Konkrete Bausteine, die sich in der Praxis bewährt haben:

  • Gruppenangebote zur Rauchentwöhnung, idealerweise in der Arbeitszeit oder als hybrides Format
  • Anonyme Beratung über den Betriebsärztlichen Dienst
  • Finanzielle Anreize, etwa ein Bonus nach zwölf rauchfreien Monaten
  • Kommunikation über interne Kanäle ohne moralisierenden Ton

Unternehmen, die Suchtprävention als Teil ihres betrieblichen Gesundheitsmanagements verankern, berichten regelmäßig von gesunkenen Krankentagen in der Zielgruppe. Eine Metaanalyse des Instituts für Qualität und Wirtschaftlichkeit im Gesundheitswesen (IQWiG) aus 2023 beziffert die Reduktion rauchbedingter Fehltage durch strukturierte Programme auf durchschnittlich 1,8 Tage pro Person und Jahr.

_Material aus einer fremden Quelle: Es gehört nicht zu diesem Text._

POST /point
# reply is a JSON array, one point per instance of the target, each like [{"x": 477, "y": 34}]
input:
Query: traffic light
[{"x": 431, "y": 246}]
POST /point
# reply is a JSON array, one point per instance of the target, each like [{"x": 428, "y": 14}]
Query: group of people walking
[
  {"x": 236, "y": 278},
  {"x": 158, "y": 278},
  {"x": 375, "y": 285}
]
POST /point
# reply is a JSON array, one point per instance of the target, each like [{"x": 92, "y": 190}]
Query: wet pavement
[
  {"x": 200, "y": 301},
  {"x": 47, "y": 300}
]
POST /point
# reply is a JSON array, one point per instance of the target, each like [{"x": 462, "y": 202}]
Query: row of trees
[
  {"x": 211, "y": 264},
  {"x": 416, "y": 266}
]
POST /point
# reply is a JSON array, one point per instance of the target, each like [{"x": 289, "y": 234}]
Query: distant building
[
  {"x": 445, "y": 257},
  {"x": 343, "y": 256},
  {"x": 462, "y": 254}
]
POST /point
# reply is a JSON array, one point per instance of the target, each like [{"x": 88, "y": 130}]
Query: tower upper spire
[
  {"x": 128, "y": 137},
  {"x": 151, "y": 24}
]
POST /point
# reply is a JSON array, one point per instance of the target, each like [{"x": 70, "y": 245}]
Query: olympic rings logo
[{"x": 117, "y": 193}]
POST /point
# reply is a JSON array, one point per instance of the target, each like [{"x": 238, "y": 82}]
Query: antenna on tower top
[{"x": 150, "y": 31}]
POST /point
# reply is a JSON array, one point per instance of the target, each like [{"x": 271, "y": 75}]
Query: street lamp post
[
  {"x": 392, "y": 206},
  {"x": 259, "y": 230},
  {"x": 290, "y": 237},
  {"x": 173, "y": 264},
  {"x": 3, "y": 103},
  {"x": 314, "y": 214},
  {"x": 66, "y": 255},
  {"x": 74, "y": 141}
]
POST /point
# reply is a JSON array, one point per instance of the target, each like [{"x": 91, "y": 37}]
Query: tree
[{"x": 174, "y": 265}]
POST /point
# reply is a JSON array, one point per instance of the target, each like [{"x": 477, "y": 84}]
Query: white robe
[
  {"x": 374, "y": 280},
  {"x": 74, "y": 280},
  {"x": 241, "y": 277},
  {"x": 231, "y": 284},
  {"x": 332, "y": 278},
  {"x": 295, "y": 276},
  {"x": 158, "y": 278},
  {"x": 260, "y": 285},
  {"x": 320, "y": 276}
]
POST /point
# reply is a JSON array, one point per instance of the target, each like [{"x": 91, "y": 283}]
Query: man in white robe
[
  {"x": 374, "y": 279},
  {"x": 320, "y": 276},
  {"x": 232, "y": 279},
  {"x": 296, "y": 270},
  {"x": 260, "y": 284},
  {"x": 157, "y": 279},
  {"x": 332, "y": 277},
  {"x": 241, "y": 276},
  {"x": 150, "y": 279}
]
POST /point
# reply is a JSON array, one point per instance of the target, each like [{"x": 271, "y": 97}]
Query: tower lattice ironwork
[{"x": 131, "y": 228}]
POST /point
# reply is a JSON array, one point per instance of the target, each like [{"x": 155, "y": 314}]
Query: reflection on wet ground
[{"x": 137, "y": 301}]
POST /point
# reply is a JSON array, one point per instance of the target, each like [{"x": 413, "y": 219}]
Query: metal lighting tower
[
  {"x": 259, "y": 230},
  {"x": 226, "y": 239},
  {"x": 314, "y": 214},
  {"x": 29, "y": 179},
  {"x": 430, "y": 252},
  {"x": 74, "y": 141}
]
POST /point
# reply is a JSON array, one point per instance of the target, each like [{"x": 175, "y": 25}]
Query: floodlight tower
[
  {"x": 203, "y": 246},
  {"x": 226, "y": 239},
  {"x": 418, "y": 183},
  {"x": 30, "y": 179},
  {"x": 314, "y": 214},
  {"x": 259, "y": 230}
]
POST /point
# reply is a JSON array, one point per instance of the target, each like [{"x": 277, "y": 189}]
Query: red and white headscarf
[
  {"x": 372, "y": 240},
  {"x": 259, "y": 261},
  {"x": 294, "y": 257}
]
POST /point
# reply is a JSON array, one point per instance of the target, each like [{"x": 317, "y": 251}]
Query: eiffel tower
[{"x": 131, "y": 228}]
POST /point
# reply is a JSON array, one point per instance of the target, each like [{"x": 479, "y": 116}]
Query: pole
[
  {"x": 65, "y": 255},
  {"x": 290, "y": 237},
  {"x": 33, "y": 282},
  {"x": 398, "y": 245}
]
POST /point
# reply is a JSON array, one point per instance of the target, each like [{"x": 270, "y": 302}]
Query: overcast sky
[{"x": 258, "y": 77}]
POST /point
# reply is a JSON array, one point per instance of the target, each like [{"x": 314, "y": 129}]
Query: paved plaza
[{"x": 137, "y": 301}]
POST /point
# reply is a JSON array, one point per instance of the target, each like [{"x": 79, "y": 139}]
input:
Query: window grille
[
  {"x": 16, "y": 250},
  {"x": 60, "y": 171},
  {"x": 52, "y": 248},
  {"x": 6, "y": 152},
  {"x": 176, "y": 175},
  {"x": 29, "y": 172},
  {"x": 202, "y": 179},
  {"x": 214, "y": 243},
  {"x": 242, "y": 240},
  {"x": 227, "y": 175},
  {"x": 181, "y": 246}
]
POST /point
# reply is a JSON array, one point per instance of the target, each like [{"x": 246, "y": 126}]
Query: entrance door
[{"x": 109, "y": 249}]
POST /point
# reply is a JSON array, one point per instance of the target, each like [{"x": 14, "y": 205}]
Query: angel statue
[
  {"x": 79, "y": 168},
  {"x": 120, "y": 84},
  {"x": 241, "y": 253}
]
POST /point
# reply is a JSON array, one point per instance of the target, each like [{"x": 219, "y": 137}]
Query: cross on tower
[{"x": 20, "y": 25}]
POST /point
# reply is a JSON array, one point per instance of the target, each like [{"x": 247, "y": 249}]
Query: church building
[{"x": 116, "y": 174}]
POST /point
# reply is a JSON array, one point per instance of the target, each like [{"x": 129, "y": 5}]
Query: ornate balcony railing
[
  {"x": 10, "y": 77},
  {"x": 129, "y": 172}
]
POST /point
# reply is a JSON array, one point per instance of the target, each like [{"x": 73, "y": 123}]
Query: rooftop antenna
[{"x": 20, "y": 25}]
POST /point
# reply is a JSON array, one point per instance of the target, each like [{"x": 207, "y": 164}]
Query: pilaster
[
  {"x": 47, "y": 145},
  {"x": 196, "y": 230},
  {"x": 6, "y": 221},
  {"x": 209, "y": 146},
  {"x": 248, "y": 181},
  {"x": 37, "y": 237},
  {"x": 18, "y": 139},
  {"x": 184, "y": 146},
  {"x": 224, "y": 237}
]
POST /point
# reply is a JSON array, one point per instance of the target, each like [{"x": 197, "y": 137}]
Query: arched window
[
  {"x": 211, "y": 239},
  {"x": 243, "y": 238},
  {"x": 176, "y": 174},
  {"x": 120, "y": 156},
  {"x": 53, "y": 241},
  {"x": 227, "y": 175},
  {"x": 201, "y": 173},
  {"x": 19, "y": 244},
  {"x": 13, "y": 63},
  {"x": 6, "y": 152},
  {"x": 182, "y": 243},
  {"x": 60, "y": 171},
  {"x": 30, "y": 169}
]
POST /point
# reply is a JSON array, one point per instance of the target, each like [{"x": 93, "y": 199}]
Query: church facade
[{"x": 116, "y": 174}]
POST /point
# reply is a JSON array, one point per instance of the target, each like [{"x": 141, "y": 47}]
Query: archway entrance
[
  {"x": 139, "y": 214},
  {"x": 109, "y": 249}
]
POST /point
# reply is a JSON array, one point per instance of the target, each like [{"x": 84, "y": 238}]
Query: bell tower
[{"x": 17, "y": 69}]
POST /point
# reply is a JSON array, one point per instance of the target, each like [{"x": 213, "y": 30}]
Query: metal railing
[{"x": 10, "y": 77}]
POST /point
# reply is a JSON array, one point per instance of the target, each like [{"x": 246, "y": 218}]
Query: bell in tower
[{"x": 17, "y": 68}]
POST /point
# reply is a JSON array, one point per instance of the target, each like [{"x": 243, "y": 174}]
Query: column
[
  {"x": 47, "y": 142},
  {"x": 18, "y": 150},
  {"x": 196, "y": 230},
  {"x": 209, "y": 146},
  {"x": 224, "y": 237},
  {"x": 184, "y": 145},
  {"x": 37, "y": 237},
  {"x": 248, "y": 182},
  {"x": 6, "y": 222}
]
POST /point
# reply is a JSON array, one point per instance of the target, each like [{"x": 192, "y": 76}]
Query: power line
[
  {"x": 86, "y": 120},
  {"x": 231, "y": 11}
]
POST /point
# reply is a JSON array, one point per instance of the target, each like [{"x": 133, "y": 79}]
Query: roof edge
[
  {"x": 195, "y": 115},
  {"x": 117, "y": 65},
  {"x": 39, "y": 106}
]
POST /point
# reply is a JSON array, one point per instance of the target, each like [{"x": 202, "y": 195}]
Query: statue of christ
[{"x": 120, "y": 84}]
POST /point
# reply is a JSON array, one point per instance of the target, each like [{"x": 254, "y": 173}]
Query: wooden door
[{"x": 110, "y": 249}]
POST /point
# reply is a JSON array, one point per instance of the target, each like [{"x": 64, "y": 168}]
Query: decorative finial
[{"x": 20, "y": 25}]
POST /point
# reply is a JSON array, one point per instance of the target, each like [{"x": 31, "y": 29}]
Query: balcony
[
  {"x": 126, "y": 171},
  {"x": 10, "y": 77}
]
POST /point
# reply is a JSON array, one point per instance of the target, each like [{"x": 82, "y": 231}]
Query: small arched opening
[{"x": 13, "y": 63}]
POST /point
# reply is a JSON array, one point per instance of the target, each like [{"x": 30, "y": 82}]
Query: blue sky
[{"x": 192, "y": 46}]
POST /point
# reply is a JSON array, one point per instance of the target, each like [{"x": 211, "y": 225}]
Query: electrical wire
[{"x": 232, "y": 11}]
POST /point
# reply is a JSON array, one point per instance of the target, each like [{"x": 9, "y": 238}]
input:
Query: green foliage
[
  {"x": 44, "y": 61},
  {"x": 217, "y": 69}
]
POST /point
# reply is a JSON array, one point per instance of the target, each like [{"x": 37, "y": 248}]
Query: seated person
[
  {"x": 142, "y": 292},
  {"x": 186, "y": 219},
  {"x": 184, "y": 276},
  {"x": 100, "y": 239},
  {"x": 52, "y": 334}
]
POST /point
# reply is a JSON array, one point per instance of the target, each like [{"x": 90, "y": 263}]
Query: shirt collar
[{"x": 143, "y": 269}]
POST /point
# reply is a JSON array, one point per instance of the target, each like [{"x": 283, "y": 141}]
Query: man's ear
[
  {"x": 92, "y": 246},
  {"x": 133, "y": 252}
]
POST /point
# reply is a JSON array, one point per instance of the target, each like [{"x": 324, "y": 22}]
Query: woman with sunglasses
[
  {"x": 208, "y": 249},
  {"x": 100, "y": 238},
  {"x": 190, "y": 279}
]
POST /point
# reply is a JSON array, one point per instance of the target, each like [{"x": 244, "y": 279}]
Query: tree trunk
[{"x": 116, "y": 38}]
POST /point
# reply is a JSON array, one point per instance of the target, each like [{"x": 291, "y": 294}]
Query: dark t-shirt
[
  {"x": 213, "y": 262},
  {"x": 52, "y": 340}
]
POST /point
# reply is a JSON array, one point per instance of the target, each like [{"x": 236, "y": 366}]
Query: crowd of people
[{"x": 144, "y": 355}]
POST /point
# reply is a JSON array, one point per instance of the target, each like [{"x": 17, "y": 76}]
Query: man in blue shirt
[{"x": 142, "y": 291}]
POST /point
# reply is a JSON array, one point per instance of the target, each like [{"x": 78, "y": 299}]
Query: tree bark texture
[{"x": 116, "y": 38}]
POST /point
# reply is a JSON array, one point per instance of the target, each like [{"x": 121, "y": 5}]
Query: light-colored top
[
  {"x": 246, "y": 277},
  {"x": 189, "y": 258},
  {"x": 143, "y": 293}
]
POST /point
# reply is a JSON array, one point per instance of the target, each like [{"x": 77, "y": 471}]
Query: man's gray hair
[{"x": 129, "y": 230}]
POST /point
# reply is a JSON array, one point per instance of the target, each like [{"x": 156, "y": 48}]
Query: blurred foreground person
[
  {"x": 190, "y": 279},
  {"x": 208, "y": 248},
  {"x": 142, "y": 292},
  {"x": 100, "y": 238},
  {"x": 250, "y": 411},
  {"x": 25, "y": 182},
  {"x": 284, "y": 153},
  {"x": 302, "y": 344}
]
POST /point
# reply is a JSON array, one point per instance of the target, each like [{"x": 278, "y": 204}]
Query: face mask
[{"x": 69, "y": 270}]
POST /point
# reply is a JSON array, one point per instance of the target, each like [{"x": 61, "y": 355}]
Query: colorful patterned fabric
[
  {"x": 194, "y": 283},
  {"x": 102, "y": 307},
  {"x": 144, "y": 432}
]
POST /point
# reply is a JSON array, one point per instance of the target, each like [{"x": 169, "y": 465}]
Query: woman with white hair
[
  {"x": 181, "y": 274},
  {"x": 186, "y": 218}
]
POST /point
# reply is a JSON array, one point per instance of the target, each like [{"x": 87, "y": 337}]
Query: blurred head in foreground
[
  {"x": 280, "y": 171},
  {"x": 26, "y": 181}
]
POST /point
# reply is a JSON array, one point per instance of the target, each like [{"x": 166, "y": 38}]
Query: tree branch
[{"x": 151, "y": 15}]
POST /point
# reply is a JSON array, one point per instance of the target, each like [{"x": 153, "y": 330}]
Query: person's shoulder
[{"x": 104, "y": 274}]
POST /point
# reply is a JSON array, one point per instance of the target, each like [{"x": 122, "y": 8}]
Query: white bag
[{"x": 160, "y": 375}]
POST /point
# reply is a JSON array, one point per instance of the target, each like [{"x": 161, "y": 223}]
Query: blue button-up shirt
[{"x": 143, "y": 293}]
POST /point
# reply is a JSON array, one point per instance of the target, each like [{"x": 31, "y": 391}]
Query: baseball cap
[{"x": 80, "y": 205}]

Praktische Umsetzung: Schritt für Schritt

HR-Teams, die ihre Nikotinregelung 2026 auf solide Beine stellen wollen, sollten folgende Reihenfolge einhalten: Zunächst den Status quo analysieren, also bestehende Regelungen, gelebte Praxis und etwaige Lücken dokumentieren. Dann in Abstimmung mit dem Betriebsrat oder, wo keiner besteht, direkt mit den Führungskräften einen Entwurf erarbeiten. Anschließend eine Gefährdungsbeurteilung nach ArbStättV durchführen und die Ergebnisse in die Betriebsvereinbarung einfließen lassen. Zum Schluss eine interne Kommunikationskampagne planen, die sachlich informiert, ohne zu bevormunden.

Suchtprävention am Arbeitsplatz ist kein einmaliges Projekt, sondern ein fortlaufender Prozess. Wer ihn strukturiert angeht, schützt Beschäftigte, reduziert rechtliche Risiken und senkt langfristig die Kosten durch tabakbedingte Ausfallzeiten. Das ist kein Selbstzweck, sondern ein messbarer Beitrag zur Unternehmensperformance.